No hard, and fast rules
You can post an entire novel in a single post, possibly even an entire series. I've not seen any indication that there's an actual size limit.
It's likely there is a maximum post size limit, but you're only likely to run foul of it, if your post includes lots of high quality images.
Text takes up little bandwidth in comparison to images, and I've seen some large novels in single posts, some with a "book cover" image.
Not many works on BCTS have multiple images in a post
Most authors will post a single chapter, every 4 to 7 days, even when they have the entire novel written.
That's for the front page exposure reasons mentioned in several other posts.
This is written by site admin Piper, and explains the sites actual front page system, if maximum front page exposure is what you desire.
We Aint Got No, algorithm.... | BigCloset TopShelf
I think the front page exposure is rather overrated myself, but I will only read completed works, and I never read them as they are posted.
When I do find a good new author, I will go to their Author Page, and see what else they have written.
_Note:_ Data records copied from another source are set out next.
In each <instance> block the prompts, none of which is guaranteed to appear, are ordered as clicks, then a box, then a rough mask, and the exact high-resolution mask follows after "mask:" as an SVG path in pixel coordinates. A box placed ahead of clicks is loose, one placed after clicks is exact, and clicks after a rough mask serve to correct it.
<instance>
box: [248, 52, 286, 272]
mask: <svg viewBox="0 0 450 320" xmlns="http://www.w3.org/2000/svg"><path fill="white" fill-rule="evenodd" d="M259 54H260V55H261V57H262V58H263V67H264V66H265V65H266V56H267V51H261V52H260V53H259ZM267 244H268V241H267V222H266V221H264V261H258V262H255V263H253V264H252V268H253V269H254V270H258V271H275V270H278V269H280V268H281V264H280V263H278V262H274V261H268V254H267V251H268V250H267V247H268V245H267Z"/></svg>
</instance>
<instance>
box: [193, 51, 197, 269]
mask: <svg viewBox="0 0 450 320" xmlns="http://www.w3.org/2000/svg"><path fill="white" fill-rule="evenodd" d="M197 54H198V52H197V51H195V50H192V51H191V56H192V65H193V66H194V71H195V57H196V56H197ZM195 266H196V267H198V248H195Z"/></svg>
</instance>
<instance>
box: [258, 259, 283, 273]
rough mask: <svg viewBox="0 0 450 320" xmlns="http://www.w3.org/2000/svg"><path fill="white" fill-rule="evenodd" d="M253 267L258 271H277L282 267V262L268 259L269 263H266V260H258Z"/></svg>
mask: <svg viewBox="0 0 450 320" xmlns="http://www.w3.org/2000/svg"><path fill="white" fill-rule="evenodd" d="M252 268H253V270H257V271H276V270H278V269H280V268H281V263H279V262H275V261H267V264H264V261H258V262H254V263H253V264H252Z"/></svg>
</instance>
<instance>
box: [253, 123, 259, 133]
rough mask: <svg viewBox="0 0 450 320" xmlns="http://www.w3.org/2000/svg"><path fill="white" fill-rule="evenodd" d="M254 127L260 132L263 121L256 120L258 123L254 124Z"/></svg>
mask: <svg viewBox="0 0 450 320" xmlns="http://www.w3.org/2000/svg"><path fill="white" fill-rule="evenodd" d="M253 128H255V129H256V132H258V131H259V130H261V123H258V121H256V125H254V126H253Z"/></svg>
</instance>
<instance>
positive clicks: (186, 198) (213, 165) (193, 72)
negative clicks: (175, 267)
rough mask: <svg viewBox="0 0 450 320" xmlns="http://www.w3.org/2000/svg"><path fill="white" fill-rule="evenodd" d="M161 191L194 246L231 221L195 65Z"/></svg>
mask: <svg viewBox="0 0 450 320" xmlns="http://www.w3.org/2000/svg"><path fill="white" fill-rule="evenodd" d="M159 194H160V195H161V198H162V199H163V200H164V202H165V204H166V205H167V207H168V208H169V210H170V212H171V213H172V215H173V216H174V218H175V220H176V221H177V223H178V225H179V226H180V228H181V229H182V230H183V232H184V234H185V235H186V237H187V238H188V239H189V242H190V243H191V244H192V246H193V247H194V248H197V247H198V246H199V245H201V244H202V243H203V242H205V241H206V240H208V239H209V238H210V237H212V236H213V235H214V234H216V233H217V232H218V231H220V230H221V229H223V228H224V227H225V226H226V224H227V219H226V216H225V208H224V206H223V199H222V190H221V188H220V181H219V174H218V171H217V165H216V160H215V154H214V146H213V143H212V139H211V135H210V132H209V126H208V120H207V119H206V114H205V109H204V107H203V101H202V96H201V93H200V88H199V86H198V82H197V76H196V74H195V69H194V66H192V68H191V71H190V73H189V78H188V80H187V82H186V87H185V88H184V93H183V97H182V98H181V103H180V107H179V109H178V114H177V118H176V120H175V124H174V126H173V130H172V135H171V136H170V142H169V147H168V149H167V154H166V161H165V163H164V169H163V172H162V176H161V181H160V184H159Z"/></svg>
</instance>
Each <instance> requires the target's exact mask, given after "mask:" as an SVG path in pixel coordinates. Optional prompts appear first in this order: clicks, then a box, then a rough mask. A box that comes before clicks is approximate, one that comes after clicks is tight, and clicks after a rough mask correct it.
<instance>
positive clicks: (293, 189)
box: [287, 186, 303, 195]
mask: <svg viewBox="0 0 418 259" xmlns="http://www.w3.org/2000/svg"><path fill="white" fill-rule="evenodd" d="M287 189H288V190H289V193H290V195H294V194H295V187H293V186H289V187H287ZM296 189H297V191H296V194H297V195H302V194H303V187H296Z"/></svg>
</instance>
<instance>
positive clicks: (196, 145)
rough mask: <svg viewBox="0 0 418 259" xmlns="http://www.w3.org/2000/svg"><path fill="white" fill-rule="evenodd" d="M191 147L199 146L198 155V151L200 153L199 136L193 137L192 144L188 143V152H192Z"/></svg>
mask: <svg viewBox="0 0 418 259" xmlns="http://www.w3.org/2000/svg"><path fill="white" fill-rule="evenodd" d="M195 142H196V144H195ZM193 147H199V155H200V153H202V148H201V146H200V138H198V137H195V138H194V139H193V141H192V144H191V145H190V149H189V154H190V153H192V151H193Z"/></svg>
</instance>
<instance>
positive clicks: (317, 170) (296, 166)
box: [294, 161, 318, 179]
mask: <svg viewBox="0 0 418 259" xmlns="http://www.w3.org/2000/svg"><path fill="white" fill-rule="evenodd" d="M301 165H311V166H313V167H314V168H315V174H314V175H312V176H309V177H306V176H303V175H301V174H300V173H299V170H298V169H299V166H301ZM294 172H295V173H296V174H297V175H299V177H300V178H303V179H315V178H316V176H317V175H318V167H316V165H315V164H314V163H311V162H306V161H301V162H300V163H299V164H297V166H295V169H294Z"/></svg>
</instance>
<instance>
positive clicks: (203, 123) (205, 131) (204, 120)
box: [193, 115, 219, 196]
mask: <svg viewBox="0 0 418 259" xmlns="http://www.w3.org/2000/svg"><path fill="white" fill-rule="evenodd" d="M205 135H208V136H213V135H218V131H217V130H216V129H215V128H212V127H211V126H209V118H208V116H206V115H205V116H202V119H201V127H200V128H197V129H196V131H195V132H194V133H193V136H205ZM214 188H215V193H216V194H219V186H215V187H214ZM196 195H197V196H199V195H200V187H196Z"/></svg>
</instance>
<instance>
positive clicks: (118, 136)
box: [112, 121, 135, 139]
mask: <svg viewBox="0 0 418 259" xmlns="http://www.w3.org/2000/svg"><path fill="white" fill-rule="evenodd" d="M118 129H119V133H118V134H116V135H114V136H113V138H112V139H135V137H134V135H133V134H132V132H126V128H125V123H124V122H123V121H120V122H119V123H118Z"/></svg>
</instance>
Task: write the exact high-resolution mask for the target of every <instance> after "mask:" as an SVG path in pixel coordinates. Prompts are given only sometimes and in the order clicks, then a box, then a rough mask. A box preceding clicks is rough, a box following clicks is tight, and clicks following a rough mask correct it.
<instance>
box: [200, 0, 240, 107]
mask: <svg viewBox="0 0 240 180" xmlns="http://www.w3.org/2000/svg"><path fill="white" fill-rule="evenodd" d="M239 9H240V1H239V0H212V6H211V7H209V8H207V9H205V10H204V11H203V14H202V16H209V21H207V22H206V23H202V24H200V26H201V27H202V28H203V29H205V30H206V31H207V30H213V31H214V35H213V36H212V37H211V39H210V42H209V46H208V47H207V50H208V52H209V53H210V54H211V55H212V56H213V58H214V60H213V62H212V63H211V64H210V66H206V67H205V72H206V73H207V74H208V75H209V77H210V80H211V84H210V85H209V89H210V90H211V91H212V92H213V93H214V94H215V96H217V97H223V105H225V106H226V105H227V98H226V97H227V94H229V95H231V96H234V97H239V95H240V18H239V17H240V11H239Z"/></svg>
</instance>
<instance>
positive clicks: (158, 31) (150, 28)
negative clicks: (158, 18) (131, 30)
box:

I'm likely not a typical user though.
Dark Elven Sissy Slut – Uhuru N’Uru
It has been quite a while for me
So please understand my memory is rather hazy at best.
If I recall correctly you cannot post more then 2 submissions a day, the additionals will be removed.
I do know there is a key thingy for it you have to add that instigates a 'passing to next chapter' thingy i dunno it has been quite a while
Hope I have been helpful
With Love and Light, and Smiles so Bright!